How this came to be so is a story no less compelling, no less remarkable and no less salutary than it has ever been these past two thousand years.

*

*1 The earliest portrait of a living Roman on a Roman coin seems to have been of Julius Caesar. It was minted in 44 BC – the year, not coincidentally, of his assassination.

*2 The recent discovery in Spain of a decree issued under Tiberius has shed intriguing light on Tacitus’s methods.

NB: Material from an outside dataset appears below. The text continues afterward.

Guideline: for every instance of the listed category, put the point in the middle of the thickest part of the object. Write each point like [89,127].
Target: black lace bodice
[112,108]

There can be no doubt that he had detailed knowledge of its wording; nor that he fully appreciated the degree to which it expressed, not the truth, but rather what those who had composed it wished to be taken for the truth.

Guard, preserve and protect the way things now stand: the peace we enjoy, and our emperor. And when he has done his duty, after a life that I pray may be as long as possible, grace him with successors whose shoulders will prove as sufficient to support the burden of our global empire as we have found his to be.

–Velleius Paterculus (c. 20 BC–C. AD 31)

The stain of the wrongs committed back in ancient times by these men Will never fade from the history books. Until the very end of time, The monstrous deeds of the House of Caesar will stand condemned.